How to fix this misunderstanding is what Big Data professionals will explain in this post.
The C-level executives are using data collected by their BI and analytics initiatives to make strategic decisions to offer the company a competitive advantage. The case gets worse if the data is inaccurate or incorrect. It’s because the big data helps the company to make big bets, and it impacts the direction and future together. Bad Data can yield inappropriate results and losses.
Some interesting facts and statistics about big data, data warehousing, and data quality-
- 90% of US companies are applying data quality solution today.
- The poor data quality brings loss of $8.2 million to average organization every year.
- About 32% of the data is inaccurate.
- 46% of companies see data quality as a barrier for adoption of BI products.
- About 40% of all business initiatives fail to achieve target benefits due to poor data quality.
What is the reason behind disconnection between the first point and next four points? If 90% of US companies are using some sort of data quality solution, why are several companies encountering bad data issues?
You must understand the data quality and data testing are two different terms.
Data Quality or DQ assists companies benefit from their client data by optimizing the data quality using distinct capabilities, such as-
- Enhanced data entry
- De-duplication
- Real time validation
- Key enrichment capabilities
- Single customer view
Data quality essence makes and keeps customer data –
- Complete
- Actual
- Correct
- Unique
What benefits can companies get with data quality?

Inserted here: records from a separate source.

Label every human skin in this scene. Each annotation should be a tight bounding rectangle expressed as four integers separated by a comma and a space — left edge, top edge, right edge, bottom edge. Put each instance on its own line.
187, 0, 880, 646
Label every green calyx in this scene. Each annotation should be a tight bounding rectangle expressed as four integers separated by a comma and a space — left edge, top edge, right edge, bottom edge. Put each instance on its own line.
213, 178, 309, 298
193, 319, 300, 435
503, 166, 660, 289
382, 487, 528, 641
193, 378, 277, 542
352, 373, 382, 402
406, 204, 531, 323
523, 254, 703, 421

- Enhanced customer interaction
- Maintained reputation in the market
- Reduced costs
- Compliant with rules and regulations
- Optimized processes
Data quality tools –
- Profiling – It is a process of analyzing data which is later used for capturing statistics or metadata
- Parsing and standardization – This involves decomposition of text fields into components, formatting based on business rules and standards.
- Generalized “cleansing” – This tool is used to modify data values to meet integrity constraints, domain restrictions, or other business rules.
- Monitoring – It involves controls deployment to ensure continuity of data to conform to business rules
- Matching – Recognizing, linking, or merging relevant entries within or across data sets
- Enrichment – This helps in enhancing the data value by appending consumer geography and demographics.
- Subject-area-specific support- this tool is used for standardization capabilities for certain or special data subject areas
- Configuration environment – It offers capabilities for developing, managing, and applying data quality standards and rules.
- Metadata management – The tool features ability to capture, reconcile, and correlate metadata that is relevant or used in quality process
Data testing is opposite to data quality. Data testing includes four things – Data completeness, data transformation, data quality, and regression testing.
These four components are explained below-
Data Testing Methods
Many companies presently run data testing, data validation, and reconciliation processes due to their relevance. The thing that is making situation problematic is all of the enhancements made in the software space in Big data, databases, and data warehouses, the data testing process is still manual and loaded with risk of creating bulk bad data.
Experts use 2 most prevalent methods for data testing, i.e.-
- Sampling or Stare and Compare
- Minus Queries
In sampling method, the tester writes code in SQL to extract data from source data and DWH or Big Data store. Then he dumps the 2 result sets into Excel and tests them by viewing the results. As 1 test query can return as much as 40 billion data sets, and most teams have hundreds of these tests; the sampling method fails to validate more than a fraction of 1% of data. This implies that companies cannot count this method as a perfect solution to determine data errors.
In MINUS method, tester queries the source data and target data and minus the 1st result set from the 2nd one to find the set difference. No difference means no result set remains. Tester re-perform the MINUS method, subtracts the 2nd set from the 1st. This has its value; however, the test results may not be precise when there are duplicate rows. Moreover, tester cannot produce historical data and reports using MINUS method and this is a real concern for audit and regulatory reviews.
What can be done? What is the solution?
Big Data service offerings professionals and software vendors are thinking about automated data testing. These testing solutions can be used by companies for automating data testing and saving time. This will help the company management to yield enhanced data quality, lower data costs and bad data risks, significant ROI, and less sharing of data health information.